Menges: This isn’t so much troubleshooting, but more so, a few preventive tips that can reduce roller wear.

The first thing is in the design: if you have rollers that will see heavy pressure or weight loads – as some nip rollers have – we recommend that customers always use a solid stress analysis or finite element analysis (FEA) application to test the load bearing capacity of the roller. And if you’re having a chill roller or heat-transfer roller made, definitely have a CFD model drawn up that details exactly how hot or cold the roller will get. Not to be too commercial, but Menges offers both FEA and CFD modeling services. We’ve heard so many stories of engineers that order rollers with certain specifications and dimensions; they put the roll in the machine and the journal breaks because it’s not strong enough, or the heat-transfer roll doesn’t get hot enough. By spending a few extra dollars on the proper computer modeling, a lot of this waste can be avoided.

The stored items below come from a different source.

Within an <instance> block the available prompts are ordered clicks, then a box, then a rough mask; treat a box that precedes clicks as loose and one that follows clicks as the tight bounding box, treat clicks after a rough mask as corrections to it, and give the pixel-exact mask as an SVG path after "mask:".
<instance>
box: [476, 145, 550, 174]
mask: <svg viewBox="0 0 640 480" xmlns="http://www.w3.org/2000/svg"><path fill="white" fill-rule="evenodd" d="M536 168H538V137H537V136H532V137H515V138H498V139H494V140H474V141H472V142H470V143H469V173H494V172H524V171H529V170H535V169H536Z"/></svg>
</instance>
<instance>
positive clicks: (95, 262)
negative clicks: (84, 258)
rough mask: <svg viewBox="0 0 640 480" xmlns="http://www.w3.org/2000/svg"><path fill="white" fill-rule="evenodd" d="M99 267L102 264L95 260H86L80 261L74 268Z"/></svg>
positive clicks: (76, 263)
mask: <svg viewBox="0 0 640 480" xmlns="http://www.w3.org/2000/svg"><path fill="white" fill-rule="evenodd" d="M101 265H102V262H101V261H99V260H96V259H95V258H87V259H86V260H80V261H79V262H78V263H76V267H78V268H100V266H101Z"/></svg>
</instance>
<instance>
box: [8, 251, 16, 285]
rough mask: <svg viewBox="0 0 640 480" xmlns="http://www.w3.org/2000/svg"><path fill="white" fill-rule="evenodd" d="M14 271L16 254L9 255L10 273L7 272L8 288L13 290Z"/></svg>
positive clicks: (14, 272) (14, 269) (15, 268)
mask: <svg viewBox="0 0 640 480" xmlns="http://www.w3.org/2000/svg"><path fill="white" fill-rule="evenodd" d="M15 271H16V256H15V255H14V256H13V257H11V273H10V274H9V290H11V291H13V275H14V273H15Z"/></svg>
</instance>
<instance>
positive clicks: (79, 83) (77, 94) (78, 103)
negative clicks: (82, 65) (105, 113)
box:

Another important thing is acid flushing: this is for liquid filled chill and heat-transfer rolls. So many plants just let their rollers run and run without ever flushing the system or cleaning the residue from the roller’s internal cavity. Then, all of the sudden, they notice the roller doesn’t heat or cool like it should. One key to preventing this is having the roller acid flushed once a year. This is a chemical wash that breaks down residue, gunk and oxidized particles, and then flushes them from the roller. It keeps your thermal-transfer rates where you want them, and extends the life of the roller. It’s like getting an oil change in your car: it can be an inconvenience, but the machine will last longer.